In the contemporary data landscape characterized by multi-source data collection and third-party sharing, ensuring individual privacy stands as a critical concern. While various anonymization methods exist, their utility preservation and privacy guarantees remain challenging to quantify. In this work, we address this gap by studying the utility and privacy of the spectral anonymization (SA) algorithm, particularly in an asymptotic framework. Unlike conventional anonymization methods that directly modify the original data, SA operates by perturbing the data in a spectral basis and subsequently reverting them to their original basis. Alongside the original version $\mathcal{P}$-SA, employing random permutation transformation, we introduce two novel SA variants: $\mathcal{J}$-spectral anonymization and $\mathcal{O}$-spectral anonymization, which employ sign-change and orthogonal matrix transformations, respectively. We show how well, under some practical assumptions, these SA algorithms preserve the first and second moments of the original data. Our results reveal, in particular, that the asymptotic efficiency of all three SA algorithms in covariance estimation is exactly 50% when compared to the original data.
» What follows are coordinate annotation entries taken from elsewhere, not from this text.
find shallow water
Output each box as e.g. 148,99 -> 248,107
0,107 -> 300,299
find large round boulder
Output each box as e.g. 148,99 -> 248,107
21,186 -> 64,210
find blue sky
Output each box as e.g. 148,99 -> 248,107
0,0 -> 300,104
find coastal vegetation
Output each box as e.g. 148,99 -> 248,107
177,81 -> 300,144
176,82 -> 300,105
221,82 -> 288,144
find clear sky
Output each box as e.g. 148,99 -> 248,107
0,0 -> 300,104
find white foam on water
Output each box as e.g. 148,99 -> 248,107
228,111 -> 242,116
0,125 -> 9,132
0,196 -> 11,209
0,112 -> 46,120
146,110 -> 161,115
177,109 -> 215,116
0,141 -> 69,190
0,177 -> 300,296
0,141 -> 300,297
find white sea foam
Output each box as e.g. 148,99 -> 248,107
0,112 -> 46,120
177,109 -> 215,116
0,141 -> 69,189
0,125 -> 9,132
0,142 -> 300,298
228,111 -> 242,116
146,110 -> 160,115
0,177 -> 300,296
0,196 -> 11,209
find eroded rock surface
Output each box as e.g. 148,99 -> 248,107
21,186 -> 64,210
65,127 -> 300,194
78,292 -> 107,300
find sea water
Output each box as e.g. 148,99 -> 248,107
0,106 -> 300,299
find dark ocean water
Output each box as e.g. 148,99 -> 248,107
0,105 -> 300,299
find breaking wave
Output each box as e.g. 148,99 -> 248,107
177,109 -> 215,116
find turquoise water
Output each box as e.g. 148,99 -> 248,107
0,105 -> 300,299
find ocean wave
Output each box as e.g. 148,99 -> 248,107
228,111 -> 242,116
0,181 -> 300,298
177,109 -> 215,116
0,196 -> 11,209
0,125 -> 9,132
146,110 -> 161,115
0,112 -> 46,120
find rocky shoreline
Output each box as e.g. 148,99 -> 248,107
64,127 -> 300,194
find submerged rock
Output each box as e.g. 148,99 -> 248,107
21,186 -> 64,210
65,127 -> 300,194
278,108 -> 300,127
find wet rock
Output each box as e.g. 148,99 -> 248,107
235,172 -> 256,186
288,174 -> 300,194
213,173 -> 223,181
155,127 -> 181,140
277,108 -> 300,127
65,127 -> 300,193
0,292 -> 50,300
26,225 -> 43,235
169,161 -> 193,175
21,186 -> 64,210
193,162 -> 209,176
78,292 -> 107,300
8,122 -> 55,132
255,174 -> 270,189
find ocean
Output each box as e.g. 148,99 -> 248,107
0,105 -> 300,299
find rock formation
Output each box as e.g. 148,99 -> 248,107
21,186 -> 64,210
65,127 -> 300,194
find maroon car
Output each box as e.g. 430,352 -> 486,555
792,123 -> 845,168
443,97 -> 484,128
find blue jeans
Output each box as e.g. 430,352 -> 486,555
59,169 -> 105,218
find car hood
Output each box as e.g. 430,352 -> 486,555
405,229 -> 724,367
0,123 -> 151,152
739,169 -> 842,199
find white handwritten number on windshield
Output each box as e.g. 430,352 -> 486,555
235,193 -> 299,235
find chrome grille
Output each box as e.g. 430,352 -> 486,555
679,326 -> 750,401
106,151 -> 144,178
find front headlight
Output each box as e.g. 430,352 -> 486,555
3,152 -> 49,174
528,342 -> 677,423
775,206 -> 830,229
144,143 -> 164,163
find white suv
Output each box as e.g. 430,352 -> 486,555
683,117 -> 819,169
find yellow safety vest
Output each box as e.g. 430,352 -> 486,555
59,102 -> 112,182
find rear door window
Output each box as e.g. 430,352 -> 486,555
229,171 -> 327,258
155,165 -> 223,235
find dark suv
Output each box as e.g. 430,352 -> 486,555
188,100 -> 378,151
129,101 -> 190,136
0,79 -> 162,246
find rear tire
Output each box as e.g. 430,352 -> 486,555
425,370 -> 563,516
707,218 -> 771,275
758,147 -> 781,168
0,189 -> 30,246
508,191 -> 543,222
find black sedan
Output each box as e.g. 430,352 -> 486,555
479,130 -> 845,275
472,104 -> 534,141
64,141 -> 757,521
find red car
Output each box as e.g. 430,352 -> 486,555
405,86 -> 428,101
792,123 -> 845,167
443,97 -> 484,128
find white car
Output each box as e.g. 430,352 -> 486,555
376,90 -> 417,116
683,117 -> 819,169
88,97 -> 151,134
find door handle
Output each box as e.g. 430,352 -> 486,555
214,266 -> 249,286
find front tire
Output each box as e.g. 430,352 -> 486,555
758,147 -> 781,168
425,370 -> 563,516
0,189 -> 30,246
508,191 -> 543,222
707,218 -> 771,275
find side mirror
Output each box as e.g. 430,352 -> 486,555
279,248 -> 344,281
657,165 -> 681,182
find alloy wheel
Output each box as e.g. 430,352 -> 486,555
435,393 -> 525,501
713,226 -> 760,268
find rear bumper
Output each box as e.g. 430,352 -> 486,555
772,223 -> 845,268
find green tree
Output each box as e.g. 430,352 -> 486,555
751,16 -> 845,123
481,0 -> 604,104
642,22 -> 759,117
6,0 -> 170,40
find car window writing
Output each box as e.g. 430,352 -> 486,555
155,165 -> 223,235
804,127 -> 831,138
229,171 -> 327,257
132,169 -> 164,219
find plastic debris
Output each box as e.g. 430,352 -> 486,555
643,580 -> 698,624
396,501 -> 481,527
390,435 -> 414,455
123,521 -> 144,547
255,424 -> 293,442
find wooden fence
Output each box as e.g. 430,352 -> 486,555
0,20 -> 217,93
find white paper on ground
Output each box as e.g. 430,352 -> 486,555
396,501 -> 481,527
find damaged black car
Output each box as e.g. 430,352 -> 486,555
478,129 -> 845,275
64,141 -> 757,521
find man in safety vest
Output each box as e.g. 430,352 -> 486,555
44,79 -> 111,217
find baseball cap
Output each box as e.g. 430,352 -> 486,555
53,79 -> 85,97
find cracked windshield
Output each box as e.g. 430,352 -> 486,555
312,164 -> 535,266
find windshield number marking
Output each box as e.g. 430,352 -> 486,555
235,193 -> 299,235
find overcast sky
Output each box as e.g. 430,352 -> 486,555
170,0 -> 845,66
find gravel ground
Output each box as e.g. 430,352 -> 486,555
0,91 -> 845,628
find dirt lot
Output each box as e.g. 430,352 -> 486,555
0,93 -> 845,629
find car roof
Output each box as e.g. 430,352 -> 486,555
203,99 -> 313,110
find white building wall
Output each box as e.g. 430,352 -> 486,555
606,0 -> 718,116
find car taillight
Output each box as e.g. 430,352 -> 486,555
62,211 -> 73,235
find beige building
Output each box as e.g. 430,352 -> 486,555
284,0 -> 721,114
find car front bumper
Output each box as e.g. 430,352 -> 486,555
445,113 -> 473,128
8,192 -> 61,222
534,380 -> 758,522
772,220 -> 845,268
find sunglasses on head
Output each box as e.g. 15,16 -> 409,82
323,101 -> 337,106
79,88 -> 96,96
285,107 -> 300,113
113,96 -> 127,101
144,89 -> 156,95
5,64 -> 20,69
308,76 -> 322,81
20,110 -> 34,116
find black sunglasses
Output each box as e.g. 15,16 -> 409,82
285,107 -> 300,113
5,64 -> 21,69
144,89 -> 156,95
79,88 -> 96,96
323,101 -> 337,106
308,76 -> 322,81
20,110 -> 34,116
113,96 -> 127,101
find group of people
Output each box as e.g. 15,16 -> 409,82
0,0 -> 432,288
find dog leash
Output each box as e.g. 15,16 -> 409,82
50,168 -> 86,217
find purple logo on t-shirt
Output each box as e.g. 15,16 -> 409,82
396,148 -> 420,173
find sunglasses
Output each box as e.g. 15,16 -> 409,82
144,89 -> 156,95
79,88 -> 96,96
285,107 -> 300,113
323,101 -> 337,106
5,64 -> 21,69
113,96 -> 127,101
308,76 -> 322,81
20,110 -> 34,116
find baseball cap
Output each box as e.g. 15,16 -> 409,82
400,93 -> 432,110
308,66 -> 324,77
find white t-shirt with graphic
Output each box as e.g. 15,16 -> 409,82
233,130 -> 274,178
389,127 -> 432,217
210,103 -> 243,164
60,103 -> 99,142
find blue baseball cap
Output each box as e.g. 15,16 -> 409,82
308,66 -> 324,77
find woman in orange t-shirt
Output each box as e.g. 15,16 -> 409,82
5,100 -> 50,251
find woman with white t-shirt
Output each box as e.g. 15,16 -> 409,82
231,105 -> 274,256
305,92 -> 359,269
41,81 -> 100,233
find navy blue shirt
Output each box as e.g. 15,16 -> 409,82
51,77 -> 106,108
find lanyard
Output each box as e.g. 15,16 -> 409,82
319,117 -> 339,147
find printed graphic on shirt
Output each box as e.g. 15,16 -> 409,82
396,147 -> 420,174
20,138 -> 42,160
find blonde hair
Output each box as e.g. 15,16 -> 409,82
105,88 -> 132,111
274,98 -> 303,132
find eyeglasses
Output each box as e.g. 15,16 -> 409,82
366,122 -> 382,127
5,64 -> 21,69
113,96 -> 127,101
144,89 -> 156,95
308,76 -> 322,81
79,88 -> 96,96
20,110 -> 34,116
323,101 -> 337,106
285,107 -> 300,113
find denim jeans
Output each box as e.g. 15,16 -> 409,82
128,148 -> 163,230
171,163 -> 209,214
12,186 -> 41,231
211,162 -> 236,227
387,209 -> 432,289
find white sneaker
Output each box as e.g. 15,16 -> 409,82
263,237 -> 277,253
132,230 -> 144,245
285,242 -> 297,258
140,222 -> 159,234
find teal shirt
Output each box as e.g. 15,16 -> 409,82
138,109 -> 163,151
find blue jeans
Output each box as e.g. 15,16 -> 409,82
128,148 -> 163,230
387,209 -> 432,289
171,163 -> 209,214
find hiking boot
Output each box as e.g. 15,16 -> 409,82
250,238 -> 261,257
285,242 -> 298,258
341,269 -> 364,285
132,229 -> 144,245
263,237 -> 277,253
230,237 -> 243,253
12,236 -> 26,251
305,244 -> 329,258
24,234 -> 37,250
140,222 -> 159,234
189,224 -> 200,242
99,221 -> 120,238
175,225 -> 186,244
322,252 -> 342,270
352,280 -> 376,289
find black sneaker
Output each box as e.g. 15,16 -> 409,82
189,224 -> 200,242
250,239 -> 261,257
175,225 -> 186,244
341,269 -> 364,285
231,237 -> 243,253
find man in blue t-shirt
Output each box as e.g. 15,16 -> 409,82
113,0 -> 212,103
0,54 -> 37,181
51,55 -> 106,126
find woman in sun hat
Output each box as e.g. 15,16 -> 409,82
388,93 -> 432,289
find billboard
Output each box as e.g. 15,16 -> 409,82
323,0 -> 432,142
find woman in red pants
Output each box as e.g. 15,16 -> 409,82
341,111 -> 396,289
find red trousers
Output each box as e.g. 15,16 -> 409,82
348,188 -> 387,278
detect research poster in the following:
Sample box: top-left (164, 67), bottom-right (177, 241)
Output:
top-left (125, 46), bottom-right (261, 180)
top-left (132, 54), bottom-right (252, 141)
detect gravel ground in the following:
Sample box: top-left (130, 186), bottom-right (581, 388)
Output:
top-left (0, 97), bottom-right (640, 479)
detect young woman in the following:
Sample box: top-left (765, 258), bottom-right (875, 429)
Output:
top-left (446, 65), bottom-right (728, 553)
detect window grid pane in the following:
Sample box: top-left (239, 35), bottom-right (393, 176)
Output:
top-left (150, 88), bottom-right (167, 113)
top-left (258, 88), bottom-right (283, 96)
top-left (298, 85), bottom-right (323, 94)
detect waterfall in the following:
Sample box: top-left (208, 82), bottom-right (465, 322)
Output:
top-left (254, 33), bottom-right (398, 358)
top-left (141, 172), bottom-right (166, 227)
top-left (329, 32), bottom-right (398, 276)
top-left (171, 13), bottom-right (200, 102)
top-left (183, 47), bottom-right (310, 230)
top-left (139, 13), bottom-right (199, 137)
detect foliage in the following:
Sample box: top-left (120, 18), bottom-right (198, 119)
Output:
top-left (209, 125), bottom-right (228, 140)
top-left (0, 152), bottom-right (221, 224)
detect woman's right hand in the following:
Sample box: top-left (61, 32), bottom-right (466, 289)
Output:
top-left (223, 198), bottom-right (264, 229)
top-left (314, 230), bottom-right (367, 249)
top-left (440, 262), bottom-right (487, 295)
To assess the applicability of these asymptotic results in practice, we conduct a simulation study with finite data and also evaluate the privacy protection offered by these algorithms using distance-based record linkage. Our research reveals that while no method exhibits clear superiority in finite-sample utility, $\mathcal{O}$-SA distinguishes itself for its exceptional privacy preservation, never producing identical records, albeit with increased computational complexity. Conversely, $\mathcal{P}$-SA emerges as a computationally efficient alternative, demonstrating unmatched efficiency in mean estimation.

翻译：在当今以多源数据收集和第三方共享为特征的数据环境中，确保个体隐私已成为一个关键问题。尽管存在多种匿名化方法，但其效用保持和隐私保障仍难以量化。在本工作中，我们通过研究谱匿名化（SA）算法的效用和隐私来填补这一空白，特别是在渐近框架下。与直接修改原始数据的传统匿名化方法不同，SA通过在谱基上扰动数据，随后将其转换回原始基来操作。除了采用随机置换变换的原始版本 $\mathcal{P}$-SA 外，我们引入了两种新的SA变体：$\mathcal{J}$-谱匿名化和 $\mathcal{O}$-谱匿名化，它们分别采用符号变换和正交矩阵变换。我们展示了在某些实际假设下，这些SA算法对原始数据的一阶矩和二阶矩的保持程度。我们的结果表明，具体而言，与原始数据相比，所有三种SA算法在协方差估计中的渐近效率恰好为50%。为了评估这些渐近结果在实际中的适用性，我们使用有限数据进行了模拟研究，并基于距离的记录链接评估了这些算法提供的隐私保护。我们的研究表明，尽管在有限样本效用方面没有方法表现出明显的优越性，但 $\mathcal{O}$-SA 以其卓越的隐私保护能力脱颖而出，从不产生相同的记录，尽管计算复杂度有所增加。相反，$\mathcal{P}$-SA 作为一种计算高效的替代方案，在均值估计中展现出无与伦比的效率。